Making human blood vessels in pigs could allow scientists to make organs that are less likely to be rejected by the recipient. The blood vessels are created by injecting human-induced pluripotent stem cells, scraped from the patient’s own skin, into a pig embryo. Those future piglets would have blood vessels that match the patient exactly, eliminating the need for immunosuppression drugs.
The study’s co-author Mary Garry, says the proof of concept is solid; the next step will be to advance the research into the later gestational phase.
Why we're here
Matter-antimatter asymmetry is one of the great mysteries of physics. This phenomenon is also known as baryon asymmetry, and neither the standard model of particle physics nor the theory of general relativity can resolve the conundrum.
The standard model explains three of the fundamental forces in the universe: electromagnetism, the weak force, and the strong force.
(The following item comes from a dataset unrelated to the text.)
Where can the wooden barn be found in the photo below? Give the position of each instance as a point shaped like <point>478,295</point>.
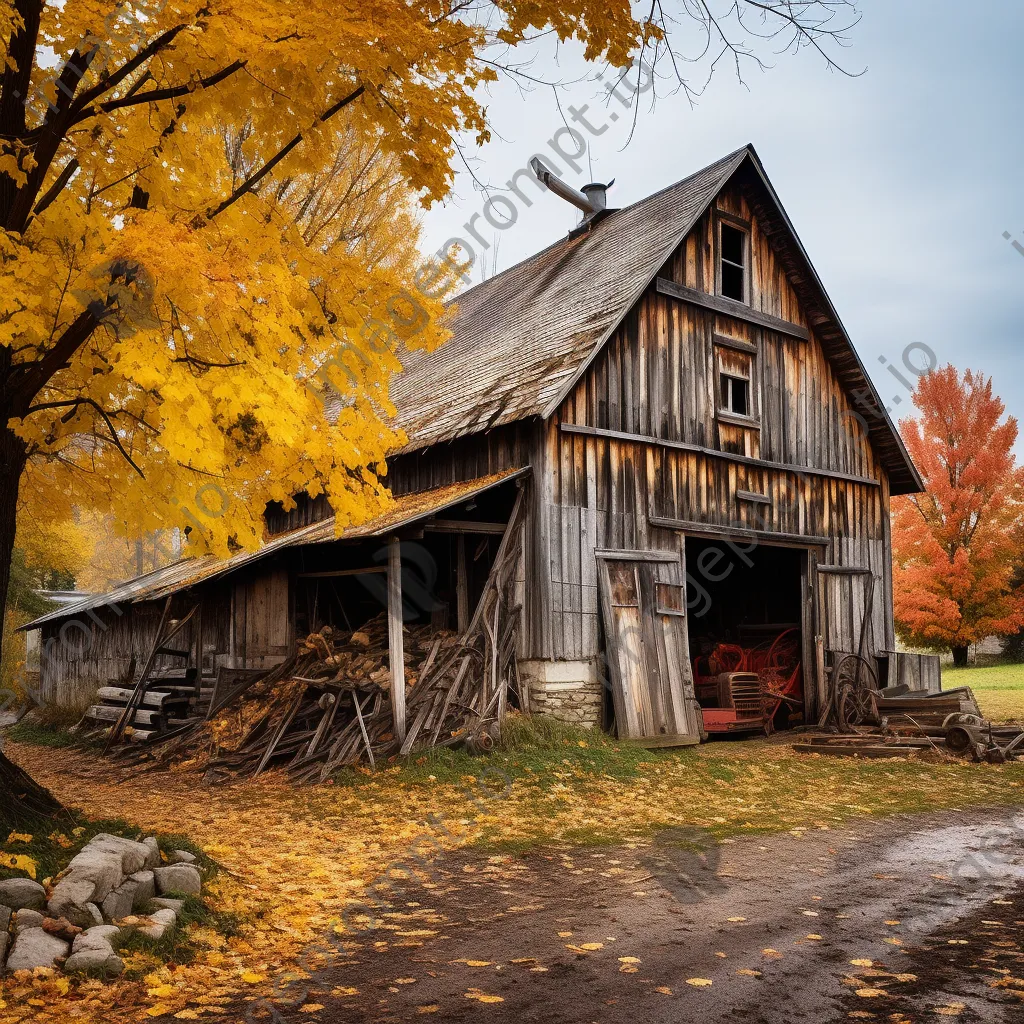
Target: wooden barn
<point>658,422</point>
But it has less to say about the existence of dark matter, or a certain observed property of neutrons. So, in 1977, physicists proposed a particle called the axion to solve the neutron problem.
Now, researchers are suggesting that the hypothetical axion may also explain why the universe contains much more matter than antimatter. Raymond Co of the University of Michigan and his colleague Keisuke Harigaya at the Insitute for Advanced Study are rethinking an earlier idea that the axion field remained static just after the Big Bang. They suggest that the axion field had more interesting dynamics in the universe’s early stage.
The researchers think that when strong force and weak force interactions caused the axion to rotate, more matter than antimatter was created. Matter and antimatter came together and did not annihilate completely. Instead, one in 10 billion parts of matter was left to form the world we know today. Co says this axion framework will be tested experimentally in the near future.